Wednesday, 10 November 2010
The Red River is Rising (or is it?)
Last night, I finished reading Shelby Foote’s discussion of the Red River campaign, the Union’s attempt to seize Shreveport. Undertaken more for political reasons than strategic military concerns, the campaign proved a dismal failure and essentially ended the military career of Nathaniel P. Banks.
Three items caught my attention while reading about Red River:
1) The incredible aggression of Confederate General Richard Taylor. Badly outgunned, Taylor bided his time until Banks foolishly split his force. Taylor then pounced on Banks and thrashed him at the battle of Sabine Crossroads. Less wisely, he followed up this victory with another attack at Pleasant Hill, where he was beaten back. Despite this loss, Richard Taylor’s aggressive tactics forced a superior enemy force to abandon the campaign and retreat.
2) The most fascinating part of the campaign wasn’t on the battlefield, but was actually a feat of engineering by Union engineer Joseph Bailey. During the retreat, it became clear that the Red River was rapidly falling and the Union river fleet was trapped on the wrong side of a heavy falls. Faced with the threat of abandoning the entire fleet, former lumberman Joseph Bailey proposed building a dam to raise the river. In the end, he had to build two dams, but he managed to save the fleet.

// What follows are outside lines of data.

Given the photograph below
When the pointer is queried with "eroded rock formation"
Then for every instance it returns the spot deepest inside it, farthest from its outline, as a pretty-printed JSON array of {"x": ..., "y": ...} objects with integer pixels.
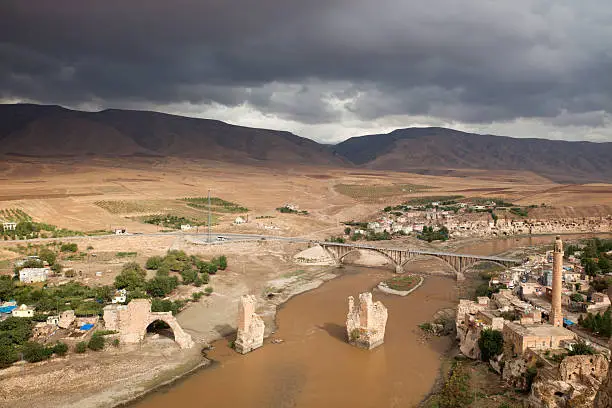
[
  {"x": 366, "y": 322},
  {"x": 575, "y": 385},
  {"x": 250, "y": 326}
]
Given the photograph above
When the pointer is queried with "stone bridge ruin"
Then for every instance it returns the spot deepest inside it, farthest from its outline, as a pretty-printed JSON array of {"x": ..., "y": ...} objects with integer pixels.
[
  {"x": 400, "y": 257},
  {"x": 132, "y": 320},
  {"x": 366, "y": 322}
]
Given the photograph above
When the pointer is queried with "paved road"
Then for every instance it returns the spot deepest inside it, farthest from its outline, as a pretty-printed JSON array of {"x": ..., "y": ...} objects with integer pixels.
[{"x": 220, "y": 238}]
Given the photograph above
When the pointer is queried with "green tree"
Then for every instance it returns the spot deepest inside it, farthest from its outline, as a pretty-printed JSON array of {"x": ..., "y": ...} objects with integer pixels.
[
  {"x": 8, "y": 355},
  {"x": 604, "y": 264},
  {"x": 81, "y": 347},
  {"x": 15, "y": 330},
  {"x": 590, "y": 266},
  {"x": 34, "y": 352},
  {"x": 576, "y": 297},
  {"x": 491, "y": 343},
  {"x": 154, "y": 262},
  {"x": 60, "y": 348},
  {"x": 132, "y": 277},
  {"x": 189, "y": 276},
  {"x": 581, "y": 348},
  {"x": 47, "y": 255},
  {"x": 161, "y": 286}
]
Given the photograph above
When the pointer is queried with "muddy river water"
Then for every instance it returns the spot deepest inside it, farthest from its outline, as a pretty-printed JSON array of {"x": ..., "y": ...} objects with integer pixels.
[{"x": 315, "y": 367}]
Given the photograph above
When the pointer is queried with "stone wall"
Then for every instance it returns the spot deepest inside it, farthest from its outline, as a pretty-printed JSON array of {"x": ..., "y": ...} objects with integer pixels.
[
  {"x": 604, "y": 397},
  {"x": 366, "y": 322},
  {"x": 132, "y": 320},
  {"x": 250, "y": 326}
]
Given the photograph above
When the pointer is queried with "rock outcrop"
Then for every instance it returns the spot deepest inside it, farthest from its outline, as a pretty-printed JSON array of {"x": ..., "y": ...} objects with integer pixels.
[
  {"x": 576, "y": 385},
  {"x": 250, "y": 326},
  {"x": 604, "y": 397},
  {"x": 366, "y": 322}
]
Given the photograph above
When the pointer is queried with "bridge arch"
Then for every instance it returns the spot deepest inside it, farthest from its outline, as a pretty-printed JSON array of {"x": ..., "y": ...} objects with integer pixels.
[
  {"x": 357, "y": 250},
  {"x": 418, "y": 258}
]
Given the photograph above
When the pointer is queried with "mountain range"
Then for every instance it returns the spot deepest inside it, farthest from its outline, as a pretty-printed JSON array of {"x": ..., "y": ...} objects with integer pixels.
[{"x": 52, "y": 131}]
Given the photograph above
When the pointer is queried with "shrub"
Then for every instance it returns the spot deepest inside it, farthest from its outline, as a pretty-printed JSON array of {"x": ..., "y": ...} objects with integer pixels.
[
  {"x": 132, "y": 277},
  {"x": 161, "y": 286},
  {"x": 60, "y": 348},
  {"x": 69, "y": 248},
  {"x": 154, "y": 262},
  {"x": 8, "y": 355},
  {"x": 47, "y": 255},
  {"x": 96, "y": 342},
  {"x": 580, "y": 349},
  {"x": 34, "y": 352},
  {"x": 491, "y": 343},
  {"x": 189, "y": 276}
]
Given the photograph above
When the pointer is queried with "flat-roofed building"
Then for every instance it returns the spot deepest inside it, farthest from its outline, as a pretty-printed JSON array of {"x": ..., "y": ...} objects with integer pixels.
[{"x": 535, "y": 336}]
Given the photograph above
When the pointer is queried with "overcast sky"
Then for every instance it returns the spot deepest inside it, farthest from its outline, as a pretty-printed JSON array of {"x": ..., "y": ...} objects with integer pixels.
[{"x": 324, "y": 69}]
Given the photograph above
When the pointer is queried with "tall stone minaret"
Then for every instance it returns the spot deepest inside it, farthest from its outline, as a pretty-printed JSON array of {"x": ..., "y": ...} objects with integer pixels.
[{"x": 556, "y": 314}]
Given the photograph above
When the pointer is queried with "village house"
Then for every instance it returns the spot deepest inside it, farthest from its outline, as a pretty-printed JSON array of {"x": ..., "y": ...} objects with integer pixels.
[
  {"x": 53, "y": 320},
  {"x": 32, "y": 275},
  {"x": 120, "y": 296},
  {"x": 534, "y": 336},
  {"x": 23, "y": 311}
]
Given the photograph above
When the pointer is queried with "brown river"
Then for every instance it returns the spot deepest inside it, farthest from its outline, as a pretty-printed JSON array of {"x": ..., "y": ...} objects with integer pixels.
[{"x": 314, "y": 366}]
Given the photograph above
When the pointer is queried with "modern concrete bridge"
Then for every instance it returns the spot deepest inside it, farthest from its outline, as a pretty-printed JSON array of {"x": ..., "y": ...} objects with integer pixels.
[{"x": 401, "y": 256}]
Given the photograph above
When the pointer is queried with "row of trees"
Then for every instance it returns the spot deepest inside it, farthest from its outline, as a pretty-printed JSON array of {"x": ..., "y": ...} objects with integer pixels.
[
  {"x": 599, "y": 324},
  {"x": 593, "y": 257}
]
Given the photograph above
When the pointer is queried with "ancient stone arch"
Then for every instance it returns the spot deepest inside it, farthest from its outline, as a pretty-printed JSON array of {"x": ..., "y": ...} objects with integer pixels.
[
  {"x": 132, "y": 320},
  {"x": 400, "y": 257}
]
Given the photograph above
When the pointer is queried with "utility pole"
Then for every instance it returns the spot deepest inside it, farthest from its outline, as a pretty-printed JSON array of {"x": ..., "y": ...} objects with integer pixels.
[{"x": 209, "y": 218}]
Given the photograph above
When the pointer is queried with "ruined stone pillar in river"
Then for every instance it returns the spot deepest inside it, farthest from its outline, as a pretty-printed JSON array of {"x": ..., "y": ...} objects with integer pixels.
[
  {"x": 366, "y": 322},
  {"x": 250, "y": 326}
]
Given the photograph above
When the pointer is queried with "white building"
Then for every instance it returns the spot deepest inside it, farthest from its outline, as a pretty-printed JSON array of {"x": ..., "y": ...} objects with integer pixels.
[
  {"x": 31, "y": 275},
  {"x": 54, "y": 320},
  {"x": 23, "y": 311}
]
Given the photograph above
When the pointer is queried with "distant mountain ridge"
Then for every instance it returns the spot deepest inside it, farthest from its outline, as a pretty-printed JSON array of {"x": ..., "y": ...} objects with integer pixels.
[
  {"x": 53, "y": 131},
  {"x": 416, "y": 149}
]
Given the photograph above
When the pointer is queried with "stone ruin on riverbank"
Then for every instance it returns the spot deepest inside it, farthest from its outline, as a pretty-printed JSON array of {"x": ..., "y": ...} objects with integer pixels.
[
  {"x": 132, "y": 320},
  {"x": 366, "y": 322},
  {"x": 250, "y": 326}
]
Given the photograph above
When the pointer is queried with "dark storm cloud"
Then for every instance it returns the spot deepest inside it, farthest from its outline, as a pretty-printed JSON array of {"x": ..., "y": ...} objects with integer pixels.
[{"x": 472, "y": 61}]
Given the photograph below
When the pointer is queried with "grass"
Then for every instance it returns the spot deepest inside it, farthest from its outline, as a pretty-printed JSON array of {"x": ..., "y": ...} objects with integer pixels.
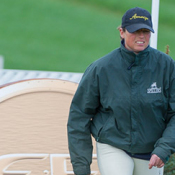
[{"x": 67, "y": 35}]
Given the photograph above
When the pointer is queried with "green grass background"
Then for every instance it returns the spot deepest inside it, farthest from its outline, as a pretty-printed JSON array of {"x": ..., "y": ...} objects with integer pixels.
[{"x": 67, "y": 35}]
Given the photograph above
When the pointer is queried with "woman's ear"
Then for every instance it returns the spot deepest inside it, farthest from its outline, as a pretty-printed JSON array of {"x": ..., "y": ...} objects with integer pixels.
[{"x": 122, "y": 33}]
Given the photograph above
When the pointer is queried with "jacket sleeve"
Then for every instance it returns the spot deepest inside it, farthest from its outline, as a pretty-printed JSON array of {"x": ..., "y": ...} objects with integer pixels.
[
  {"x": 165, "y": 146},
  {"x": 83, "y": 107}
]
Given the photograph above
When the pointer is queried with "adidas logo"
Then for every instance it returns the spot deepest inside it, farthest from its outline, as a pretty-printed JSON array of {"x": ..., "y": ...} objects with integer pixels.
[{"x": 154, "y": 89}]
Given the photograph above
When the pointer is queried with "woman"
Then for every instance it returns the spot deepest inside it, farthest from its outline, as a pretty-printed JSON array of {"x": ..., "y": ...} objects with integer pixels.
[{"x": 126, "y": 100}]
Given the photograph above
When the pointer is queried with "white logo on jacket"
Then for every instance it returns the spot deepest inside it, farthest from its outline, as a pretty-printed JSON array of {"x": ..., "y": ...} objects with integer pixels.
[{"x": 154, "y": 89}]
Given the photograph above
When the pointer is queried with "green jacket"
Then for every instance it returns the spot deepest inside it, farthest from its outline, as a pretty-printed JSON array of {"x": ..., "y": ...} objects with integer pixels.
[{"x": 127, "y": 101}]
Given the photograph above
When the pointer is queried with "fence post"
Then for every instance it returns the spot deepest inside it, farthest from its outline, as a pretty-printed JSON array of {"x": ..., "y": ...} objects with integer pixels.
[{"x": 1, "y": 62}]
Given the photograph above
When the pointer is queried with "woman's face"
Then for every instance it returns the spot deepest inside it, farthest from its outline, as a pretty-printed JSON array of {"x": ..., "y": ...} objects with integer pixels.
[{"x": 136, "y": 41}]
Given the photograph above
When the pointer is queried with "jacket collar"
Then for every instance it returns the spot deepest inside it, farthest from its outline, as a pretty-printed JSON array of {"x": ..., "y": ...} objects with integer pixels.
[{"x": 131, "y": 57}]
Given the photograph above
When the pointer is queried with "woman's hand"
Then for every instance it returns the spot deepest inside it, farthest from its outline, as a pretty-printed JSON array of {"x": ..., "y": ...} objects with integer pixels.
[{"x": 155, "y": 161}]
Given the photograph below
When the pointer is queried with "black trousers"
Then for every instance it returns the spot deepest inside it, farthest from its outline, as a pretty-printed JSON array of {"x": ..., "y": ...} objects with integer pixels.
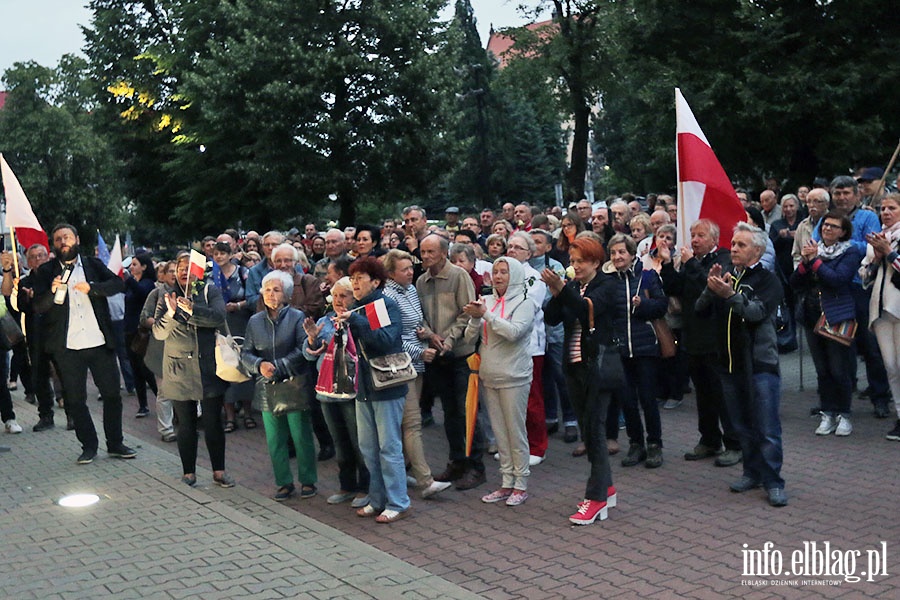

3) Among the heroes of the Confederate victory at Sabine Crossroads was General Camille Armand Jules Marie, Prince de Polignac, better known to his men as ‘Prince Polecat’. One wonders exactly how a French prince ended up fighting for the Confederacy, but I¹m thinking that perhaps the Confederate Army of Oxford might need a member of the French Nobility serving in its ranks, a flash of color amongst the butternut!